Granting Ms. Jayne County the title “founder of queer rock” raises an important question: What does it mean to be a queer rocker? Do you simply qualify by being gay, or does it go deeper than that? Although everyone has his/her opinion on the matter, I personally feel that LGBT people have to start looking at the content of the queer music that queer artists are putting out. My old friend Barb Morrison, who has been on the scene since the days of Squeezebox and has worked with artists like the Scissor Sisters, Rufus Wainwright and Pretty Boys, provided some valuable insight into this debate. Her answer really hit home with me: “The responsibility for any artist, gay, straight, bi, omni, etc., is to just use your truth and your experience to tell your story and share your message.” She adds, “If we don’t share our truth with each other, then what are we even doing here?” To me, the idea of sharing your truth is what separates a queer rocker from every other gay artist. I believe that people like County, Johnson and myself are more interested in writing about our experiences with our sexuality than writing hit songs. And while writing hit songs is not necessarily a bad thing, I don’t think it will help in fostering awareness or furthering a queer-rock movement.

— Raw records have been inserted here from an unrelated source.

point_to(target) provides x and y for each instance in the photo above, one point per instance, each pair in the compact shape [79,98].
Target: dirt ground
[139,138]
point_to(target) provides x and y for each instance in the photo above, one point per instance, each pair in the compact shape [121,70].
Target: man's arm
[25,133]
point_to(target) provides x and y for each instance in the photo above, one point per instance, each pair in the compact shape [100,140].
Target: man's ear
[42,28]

My investigation of queer rock’s past and my meditations on what it means to be a queer rocker have led me to create an inventory on the state queer rock and queer music as a whole, and frankly, I’m impressed. Not only does queer music have a very diverse and talented roster of musicians—Antony and the Johnsons, The Gossip, Tribe 8, and, of course, Amy Ray of Indigo Girls fame—but its artists also are creating their own outlets for their music to be seen and heard. Sirius Satellite Radio, for example, has been airing Sirius OutQ, a national broadcast LGBT news/talk/music station, and thanks to DJs like Jeremy Hovies and Larry Flick, up-and-coming LGBT artists have the opportunity for their music to be played on a national level for the first time.

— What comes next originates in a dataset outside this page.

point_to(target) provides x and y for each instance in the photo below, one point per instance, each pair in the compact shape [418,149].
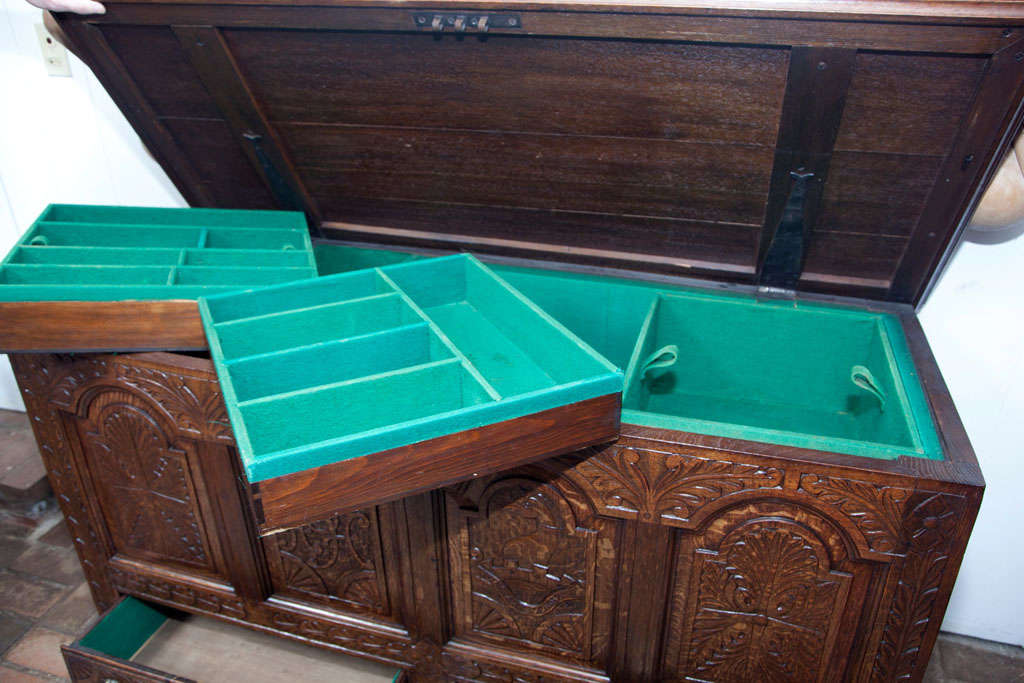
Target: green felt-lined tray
[96,253]
[324,371]
[776,372]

Queer musicians also are enjoying the presence in the media sphere of NewNowNext, a music-video program aired on Logo that showcases LGBT tunes. Independent queer artists finally are getting the exposure that they deserve courtesy of LGBT media professionals, and as a result, queer music is moving forward at a rapid pace. Soon, queer rockers will not only be able to pursue a career that will provide for them financially, but the increasing presence of LGBT musicians in the media will aid in pushing issues of the LGBT community into the forefront of the public arena. In my humble opinion, our movement definitely has been put into motion and is underway.

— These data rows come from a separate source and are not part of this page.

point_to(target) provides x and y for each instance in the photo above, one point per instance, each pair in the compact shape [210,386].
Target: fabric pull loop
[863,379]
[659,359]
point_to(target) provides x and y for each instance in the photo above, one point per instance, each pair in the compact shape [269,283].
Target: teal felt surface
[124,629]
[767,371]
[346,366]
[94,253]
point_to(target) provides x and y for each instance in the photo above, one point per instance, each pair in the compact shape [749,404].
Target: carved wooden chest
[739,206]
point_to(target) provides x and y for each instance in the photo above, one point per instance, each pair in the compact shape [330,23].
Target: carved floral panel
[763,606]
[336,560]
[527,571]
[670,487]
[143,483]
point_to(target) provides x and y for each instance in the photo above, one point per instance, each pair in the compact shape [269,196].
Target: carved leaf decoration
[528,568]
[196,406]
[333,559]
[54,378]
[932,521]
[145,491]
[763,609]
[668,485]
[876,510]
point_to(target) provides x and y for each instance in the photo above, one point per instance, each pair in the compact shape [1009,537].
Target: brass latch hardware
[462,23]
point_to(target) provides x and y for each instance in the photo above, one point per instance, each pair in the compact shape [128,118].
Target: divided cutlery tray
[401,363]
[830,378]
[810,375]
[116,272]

I don’t know that I am really worthy of the title of “Diva of Queer Rock,” but I am ready for the challenge. Music has been my life for 20 years, and it has always been my dream to be a rock star. So I will accept this role, and this title, and I will not take lightly the honor of being featured on programs like Sirius OutQ and in articles such as this one. For me, these are huge accomplishments and I am thankful for the recognition that I am receiving. If you want me to be the Diva, then I accept, and I will continue to kick and scream until our voice is heard.